There is now serious doubt that OPEC+, which single-handedly revived the oil price with harsh supply market management over the course of the past year, will continue to be the oil market chaperone.
The group is the only force on the market that can keep supply regulated at the quantity needed to keep the market balanced, so a jettison of the current deal is rightfully spooking market participants.
If the current OPEC+ discord and attempts at price stoking continue, a post-summer correction would follow, and potentially set the stage for an even more bearish 2022 price environment.
Cleary the proposed 500,000 bpd cut was not palpable for the supply hawks of the group, this time represented publicly by the UAE, so when OPEC+ producers meet again a higher quota solution is increasingly likely.
If a rebellion against the deal is in fact in the works, then the question becomes how much OPEC+ can ramp up production in the near-short term.
The market will be wondering how much of a ‘free for all’ production OPEC+ rebels will could aim for, and how severe the consequent bloodbath could be for oil prices.

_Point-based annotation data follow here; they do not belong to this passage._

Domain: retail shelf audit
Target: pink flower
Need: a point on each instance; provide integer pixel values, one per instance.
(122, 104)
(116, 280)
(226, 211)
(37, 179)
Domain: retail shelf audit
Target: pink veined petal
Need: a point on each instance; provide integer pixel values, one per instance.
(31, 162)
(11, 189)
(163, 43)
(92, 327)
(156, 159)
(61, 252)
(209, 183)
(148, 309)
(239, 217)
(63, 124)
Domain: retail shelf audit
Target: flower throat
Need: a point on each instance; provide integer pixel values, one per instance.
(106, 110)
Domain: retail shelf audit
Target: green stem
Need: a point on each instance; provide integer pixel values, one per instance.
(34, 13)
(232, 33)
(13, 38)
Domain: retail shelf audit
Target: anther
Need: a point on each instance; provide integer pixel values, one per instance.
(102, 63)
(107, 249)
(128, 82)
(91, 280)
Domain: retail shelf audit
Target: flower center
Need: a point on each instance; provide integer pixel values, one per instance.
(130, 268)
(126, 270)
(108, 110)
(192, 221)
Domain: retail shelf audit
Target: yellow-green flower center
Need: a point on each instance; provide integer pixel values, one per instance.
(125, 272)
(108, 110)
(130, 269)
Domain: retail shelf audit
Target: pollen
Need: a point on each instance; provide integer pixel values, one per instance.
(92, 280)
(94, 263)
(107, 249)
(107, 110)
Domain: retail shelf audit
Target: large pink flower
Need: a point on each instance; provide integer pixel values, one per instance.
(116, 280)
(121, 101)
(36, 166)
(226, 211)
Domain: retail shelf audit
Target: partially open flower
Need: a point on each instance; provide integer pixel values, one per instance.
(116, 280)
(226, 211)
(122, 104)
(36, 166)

Collectively, OPEC+ group has about 8.7 million bpd of crude production that could theoretically be activated and produced within just months.

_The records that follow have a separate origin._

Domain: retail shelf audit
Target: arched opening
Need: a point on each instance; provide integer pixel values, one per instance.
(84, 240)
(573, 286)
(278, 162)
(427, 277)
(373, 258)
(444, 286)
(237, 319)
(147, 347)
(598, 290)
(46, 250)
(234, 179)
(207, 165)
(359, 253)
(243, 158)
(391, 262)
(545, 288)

Excluding Iran, Venezuela and Libya, which are currently except from group cuts, the OPEC+ group’s total spare capacity is 6.7 million bpd. Much of this spare capacity is commercially incentivizing at more than $70 per barrel.

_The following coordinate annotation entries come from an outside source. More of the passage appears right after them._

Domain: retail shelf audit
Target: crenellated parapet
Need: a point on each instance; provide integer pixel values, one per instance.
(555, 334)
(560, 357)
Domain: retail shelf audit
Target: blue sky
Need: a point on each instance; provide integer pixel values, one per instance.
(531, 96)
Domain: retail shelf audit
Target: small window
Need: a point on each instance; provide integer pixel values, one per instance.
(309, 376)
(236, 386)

As long as OPEC+ collectively keeps its production boost below 1.6 million bpd for August, we believe the market can absorb this unexpected supply.
However, if OPEC+ were to increase production by 2 million bpd for August, then we would expect further downward pressure on prices. But if the deal falls apart, it will be a guessing game of how much supply each individual producer brings back.
However, the Covid-19 shock in the oil markets taught us that some countries are better equipped than others in terms of spare capacity, ability to nimbly bring supply online or offline, and onshore storage capacity.
Saudi Arabia has the clear advantage in production flexibility, and with a break-even price (in terms of commerciality of asset, not budget balancing) of about $21 per barrel, may be content to quietly siphon off market share from high-er breakeven cost OPEC+ members, such as Libya, Nigeria, and Gabon.
Unlike the last oil price collapse in April 2020 that saw WTI go negative, this time there is a sturdy backbone of demand recovery propping up the oil price, and the world is generally loosening Covid-19 restrictions instead of grounding planes and ordering stay at home orders.
The current OPEC+ spat highlights not only the fragility of the market in a specific Covid-19 context, but also the broader animosity brewing between the group of 23 nations that are forced to come together to manage the market, but of course have direct competition interests in selling their oil at the highest price for the most sustainable time period.
To make matters more complex, there is the Iran nuclear deal, which could become a key bargaining chip in determining new OPEC+ quotas, while there is also the potential of bringing in current noncontributors Iran, Venezuela, and Libya.